Eight o'clock on Monday morning was then set as the hour for the great battle to open, and we retired to our ground-beds to rest and dream.  The night of Sunday was the coldest we had yet experienced.  Ice formed in the streams an inch in thickness, and several of the men froze their limbs, and one or two their lives out, while doing duty as pickets.  At eight o'clock on Monday, the artillery began to play upon the enemy, and for an hour, I think, the firing was as constant and heavy as I ever witnessed; but the infantry did not make any demonstrations whatever; and, after a deal of noise, and the waste of a large amount of ammunition, the artillery was silenced by an order from general headquarters, which brought us back unmolested, but sore and weary, to our old camping-grounds.
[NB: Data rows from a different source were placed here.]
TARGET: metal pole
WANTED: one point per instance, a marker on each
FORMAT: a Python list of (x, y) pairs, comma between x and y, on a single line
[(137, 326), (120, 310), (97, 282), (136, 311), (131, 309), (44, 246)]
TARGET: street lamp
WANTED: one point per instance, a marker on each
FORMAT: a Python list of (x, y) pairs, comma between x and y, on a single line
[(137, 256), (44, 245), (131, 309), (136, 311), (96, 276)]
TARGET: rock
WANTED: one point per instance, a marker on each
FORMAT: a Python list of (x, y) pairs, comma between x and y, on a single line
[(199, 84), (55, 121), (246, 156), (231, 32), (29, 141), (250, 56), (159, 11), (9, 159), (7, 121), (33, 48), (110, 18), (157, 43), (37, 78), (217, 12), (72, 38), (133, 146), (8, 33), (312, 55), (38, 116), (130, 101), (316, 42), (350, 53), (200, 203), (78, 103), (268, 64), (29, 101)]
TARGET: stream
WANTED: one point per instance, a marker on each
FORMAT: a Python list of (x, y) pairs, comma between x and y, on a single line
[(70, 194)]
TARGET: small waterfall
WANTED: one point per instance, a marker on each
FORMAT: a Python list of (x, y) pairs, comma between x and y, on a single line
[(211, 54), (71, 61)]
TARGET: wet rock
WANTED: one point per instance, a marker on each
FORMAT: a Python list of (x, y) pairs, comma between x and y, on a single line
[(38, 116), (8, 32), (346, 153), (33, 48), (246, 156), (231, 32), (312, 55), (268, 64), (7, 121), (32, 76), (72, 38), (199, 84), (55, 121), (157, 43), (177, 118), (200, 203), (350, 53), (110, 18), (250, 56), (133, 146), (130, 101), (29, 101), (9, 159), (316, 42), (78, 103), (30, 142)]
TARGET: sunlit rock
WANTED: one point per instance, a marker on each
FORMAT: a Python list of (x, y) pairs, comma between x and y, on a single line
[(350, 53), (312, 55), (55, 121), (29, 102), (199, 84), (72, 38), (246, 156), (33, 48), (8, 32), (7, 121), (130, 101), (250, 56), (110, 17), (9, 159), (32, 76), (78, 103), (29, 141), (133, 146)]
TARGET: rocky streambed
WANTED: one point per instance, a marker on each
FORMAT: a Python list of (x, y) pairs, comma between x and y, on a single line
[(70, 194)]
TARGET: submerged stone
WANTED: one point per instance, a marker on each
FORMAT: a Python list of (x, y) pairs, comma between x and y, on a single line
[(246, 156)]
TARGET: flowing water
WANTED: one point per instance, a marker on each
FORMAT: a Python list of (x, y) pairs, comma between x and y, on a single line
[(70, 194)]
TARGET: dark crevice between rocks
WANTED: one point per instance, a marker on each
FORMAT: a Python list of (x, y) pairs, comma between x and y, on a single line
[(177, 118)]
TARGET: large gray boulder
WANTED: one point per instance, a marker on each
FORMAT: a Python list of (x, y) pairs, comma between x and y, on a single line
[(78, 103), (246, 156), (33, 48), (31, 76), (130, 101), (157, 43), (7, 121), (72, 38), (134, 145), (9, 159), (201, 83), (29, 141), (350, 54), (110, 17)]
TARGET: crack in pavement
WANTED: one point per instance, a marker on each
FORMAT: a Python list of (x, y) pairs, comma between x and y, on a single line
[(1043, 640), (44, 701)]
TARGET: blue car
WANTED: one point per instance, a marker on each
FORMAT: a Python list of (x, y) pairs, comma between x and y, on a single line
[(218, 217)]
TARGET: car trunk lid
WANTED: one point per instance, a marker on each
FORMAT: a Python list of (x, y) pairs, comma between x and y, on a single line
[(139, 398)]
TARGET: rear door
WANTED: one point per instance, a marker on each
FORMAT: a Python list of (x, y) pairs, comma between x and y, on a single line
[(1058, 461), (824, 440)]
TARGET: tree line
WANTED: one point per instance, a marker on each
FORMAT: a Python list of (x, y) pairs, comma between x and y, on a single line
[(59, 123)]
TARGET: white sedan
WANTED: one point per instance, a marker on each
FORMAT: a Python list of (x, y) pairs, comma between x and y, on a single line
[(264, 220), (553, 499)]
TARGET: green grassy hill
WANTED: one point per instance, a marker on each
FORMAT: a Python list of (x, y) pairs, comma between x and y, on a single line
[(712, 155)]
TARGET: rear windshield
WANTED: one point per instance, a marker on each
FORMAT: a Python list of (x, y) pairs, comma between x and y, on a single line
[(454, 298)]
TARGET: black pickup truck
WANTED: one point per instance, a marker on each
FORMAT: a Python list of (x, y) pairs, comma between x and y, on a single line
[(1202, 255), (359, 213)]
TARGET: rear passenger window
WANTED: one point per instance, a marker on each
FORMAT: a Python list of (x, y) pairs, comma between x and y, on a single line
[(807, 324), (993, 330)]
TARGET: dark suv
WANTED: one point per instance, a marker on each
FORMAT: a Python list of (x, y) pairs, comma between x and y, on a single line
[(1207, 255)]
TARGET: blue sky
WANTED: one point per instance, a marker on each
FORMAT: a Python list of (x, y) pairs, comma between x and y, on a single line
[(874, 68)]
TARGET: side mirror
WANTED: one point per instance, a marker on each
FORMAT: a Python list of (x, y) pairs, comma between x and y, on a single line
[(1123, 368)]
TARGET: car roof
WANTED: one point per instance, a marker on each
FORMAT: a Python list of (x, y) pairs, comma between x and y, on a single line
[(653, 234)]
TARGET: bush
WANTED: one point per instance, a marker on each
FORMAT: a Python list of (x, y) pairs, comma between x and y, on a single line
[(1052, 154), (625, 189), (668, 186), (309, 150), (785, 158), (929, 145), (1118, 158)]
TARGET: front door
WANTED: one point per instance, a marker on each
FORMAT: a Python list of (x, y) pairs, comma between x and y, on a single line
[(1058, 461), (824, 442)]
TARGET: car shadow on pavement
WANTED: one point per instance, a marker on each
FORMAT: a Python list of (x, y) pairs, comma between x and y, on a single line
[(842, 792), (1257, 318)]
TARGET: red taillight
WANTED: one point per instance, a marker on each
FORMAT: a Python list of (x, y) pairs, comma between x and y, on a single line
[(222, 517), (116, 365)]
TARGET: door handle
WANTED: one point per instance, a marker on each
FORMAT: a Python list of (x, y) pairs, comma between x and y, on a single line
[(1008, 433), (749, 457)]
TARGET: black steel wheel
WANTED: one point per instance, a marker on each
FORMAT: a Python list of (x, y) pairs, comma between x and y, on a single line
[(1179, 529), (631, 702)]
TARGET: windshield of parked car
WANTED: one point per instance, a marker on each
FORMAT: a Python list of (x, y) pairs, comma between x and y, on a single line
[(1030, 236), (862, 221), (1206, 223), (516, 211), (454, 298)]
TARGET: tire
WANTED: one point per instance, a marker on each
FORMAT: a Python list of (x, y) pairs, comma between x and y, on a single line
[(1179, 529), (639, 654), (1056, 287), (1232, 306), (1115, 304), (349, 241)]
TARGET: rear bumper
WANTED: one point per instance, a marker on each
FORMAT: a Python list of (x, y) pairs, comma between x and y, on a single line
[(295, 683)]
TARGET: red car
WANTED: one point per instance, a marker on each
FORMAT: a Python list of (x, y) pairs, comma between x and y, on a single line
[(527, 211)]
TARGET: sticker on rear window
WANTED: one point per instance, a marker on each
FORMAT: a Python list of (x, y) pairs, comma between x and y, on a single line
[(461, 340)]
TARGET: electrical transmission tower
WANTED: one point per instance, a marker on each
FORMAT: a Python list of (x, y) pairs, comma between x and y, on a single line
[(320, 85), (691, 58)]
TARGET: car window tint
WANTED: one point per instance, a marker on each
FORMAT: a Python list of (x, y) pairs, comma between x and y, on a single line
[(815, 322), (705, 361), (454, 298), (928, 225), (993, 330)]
From our camp at Brandy Station, we continued our march until we reached the Rappahannock, where rumors were rife that the campaign was ended, and the army going into winter quarters.  This, the reader will believe, was welcome intelligence to us all, after our weeks of marching, freezing, and fighting.  Our depleted columns surely needed reënforcing, and our exhausted soldiers were in great need of rest; so, when we crossed the Rappahannock, and learned that the Second Brigade, First Division, Fifth Corps, army of the Potomac, was to be detached from the army and sent to Bealton Station, to guard the line of railroad at that place, we felt satisfied that the campaign was over, and that the wished-for period of rest was at hand.

We resumed our march, and, towards evening, reached Bealton, and finally encamped in a beautiful pine wood, near to the railroad, where, in a few days, log-huts were erected, and the Ninth engaged in completing their winter quarters.